Chacun de ses films sont d’ordinaire très attendus, et avec un été privé de blockbuster, il est carrément vu comme un messie pouvant raviver la fréquentation en berne des salles de cinéma: Christopher Nolan nous revient avec son nouveau puzzle quantique intitulé «Tenet». Mais cette fois-ci, il est fort probable que le film divise très fortement.
Un agent secret anonyme découvre qu’une nouvelle technologie dépassant l’entendement a été mise au point. Malheureusement, sa simple existence ne peut signifier que deux choses: quelqu’un ou quelque chose souhaite la fin de toutes choses, et cette entité ne peut pas être de ce monde...
Difficile exercice que d’introduire un film comme «Tenet». D’abord parce qu’avec son intrigue et son concept redoutablement complexe, ses scènes d’action surprenantes et du haut de ses quasiment trois heures, il y a beaucoup trop à en dire, tant «Tenet» est riche et particulier, dans ses défauts comme dans ses qualités. Impossible d’être exhaustif, mais s’il y avait une essence à extirper du film, c’est qu’il est plus royaliste que le roi: en somme, plus Nolanien que tous les films de Nolan, extrémisant le boire et le manger typiquement servis par l’auteur, seul à la barre du scénario.
«Tenet» est riche et particulier, dans ses défauts comme dans ses qualités.

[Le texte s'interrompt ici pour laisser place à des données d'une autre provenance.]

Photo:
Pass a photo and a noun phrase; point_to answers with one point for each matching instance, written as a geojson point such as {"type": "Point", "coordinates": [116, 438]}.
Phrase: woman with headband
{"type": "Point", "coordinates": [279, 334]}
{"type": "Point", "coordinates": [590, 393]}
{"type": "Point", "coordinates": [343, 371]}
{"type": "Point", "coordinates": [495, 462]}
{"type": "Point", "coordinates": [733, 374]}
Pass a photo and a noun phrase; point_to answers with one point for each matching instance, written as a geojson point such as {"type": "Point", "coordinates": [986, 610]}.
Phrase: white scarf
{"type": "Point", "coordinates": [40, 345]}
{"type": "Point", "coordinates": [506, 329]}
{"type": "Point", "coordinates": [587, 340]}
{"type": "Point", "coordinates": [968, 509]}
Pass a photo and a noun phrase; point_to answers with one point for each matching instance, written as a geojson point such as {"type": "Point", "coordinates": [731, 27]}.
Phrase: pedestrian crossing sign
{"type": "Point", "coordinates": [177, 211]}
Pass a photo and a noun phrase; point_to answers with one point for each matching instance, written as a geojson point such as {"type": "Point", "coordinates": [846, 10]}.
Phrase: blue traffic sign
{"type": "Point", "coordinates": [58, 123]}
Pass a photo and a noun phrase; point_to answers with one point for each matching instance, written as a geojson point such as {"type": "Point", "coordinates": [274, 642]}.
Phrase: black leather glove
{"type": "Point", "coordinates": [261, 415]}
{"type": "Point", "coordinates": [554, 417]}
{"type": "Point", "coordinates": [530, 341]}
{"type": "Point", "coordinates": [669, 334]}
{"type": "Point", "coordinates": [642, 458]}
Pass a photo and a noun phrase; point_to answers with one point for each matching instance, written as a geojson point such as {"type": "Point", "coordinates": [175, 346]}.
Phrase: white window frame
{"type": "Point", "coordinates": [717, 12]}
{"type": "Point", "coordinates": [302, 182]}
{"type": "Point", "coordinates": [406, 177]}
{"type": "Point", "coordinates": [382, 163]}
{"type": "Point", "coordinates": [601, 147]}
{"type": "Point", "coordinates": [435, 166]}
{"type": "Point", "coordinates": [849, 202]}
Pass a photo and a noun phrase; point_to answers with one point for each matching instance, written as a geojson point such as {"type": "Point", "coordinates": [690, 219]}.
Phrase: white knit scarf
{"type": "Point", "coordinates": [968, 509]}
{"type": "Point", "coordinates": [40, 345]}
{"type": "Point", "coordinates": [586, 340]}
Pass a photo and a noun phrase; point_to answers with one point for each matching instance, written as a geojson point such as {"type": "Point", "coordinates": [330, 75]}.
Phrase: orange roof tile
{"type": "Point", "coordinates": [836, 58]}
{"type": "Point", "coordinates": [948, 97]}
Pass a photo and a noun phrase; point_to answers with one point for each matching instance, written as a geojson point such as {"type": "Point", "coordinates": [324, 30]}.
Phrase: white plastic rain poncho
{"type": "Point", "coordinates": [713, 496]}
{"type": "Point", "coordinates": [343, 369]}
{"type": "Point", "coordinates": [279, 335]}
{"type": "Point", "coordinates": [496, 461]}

Ainsi, Nolan, qui n’a jamais brillé par la souplesse de ses récits corsetés à l’extrême et encore moins par ses dialogues, touche ici le fond et atteint un niveau purement et simplement exécrable. Pas une seule seconde parlée de «Tenet» ne sonne juste, et tout est prétexte à délivrer une explication mystifiante et lourdingue ou une maxime quantico-métaphysique à deux doigts du babillage de gourou Wacoan sous LSD. Même le casting est écrasé par la pesanteur de leurs répliques absconses, et il fallait bien John David Washington et Robert Pattinson, ici deux colonnes de charisme s’élevant jusqu’à Jupiter, pour réussir à les porter tant bien que mal et casser un peu la rigidité métallique du script, d’autant plus face à la caractérisation au lance-grenade de l’antagoniste «principal» (Kenneth Brannagh) et du seul personnage féminin (Elizabeth Debicki).
Et pourtant. Malgré tant de balles dans le pied, «Tenet» s’avère un excellent moment à passer, pour qui est capable d’ignorer les pires tics du style Nolanien (et l’auteur de ces lignes y est plutôt réfractaire). «Ne cherchez pas à comprendre, plutôt à ressentir», dit un personnage en début de film alors que celui-ci entame une phase particulièrement touffue de son déroulé. Nombreux sont ceux qui y ont vu un aveu d’échec narratif du film, admettant une incapacité à s’énoncer simplement. Mais si elle est cette condamnation, comme le chat de Schrödinger, elle est en même temps son salut. Car il suffit que «Tenet» abandonne enfin le langage des mots et commence enfin à employer celui des images pour que le spectateur soit emporté par une expérience rare du temps et de l’espace, à la limite de l’anomalie pour un blockbuster hollywoodien, tant les sphères abstraites conjurées par le film donne un vertige proche de l’effroyable, semblable dans ses envoûtements fantomatiques et sa mise en scène de l’invisible à Kaïro, pourtant un film radicalement différent.
C’est lorsqu’il explose à l’écran que «Tenet» devient alors indéniablement beau, spectaculaire
C’est en définitive lorsque «Tenet» se tait qu’il communique le plus, et sans ne rien vous gâcher de ce qu’il transmet, il révèle un sentiment infiniment triste jusqu’ici seulement entr’aperçu chez Nolan. C’est lorsqu’il explose à l’écran que Tenet devient alors indéniablement beau, spectaculaire (Nolan est ici au sommet de sa mise en scène de l’architecture contemporaine qui lui est si chère), magique, mais surtout, émotionnellement puissant, même en dépit d’un ultime dénouement aux petits pieds. Le plus impressionnant paradoxe de Tenet n’est donc pas physique mais artistique: transporter au bon endroit avec une œuvre empruntant le mauvais chemin.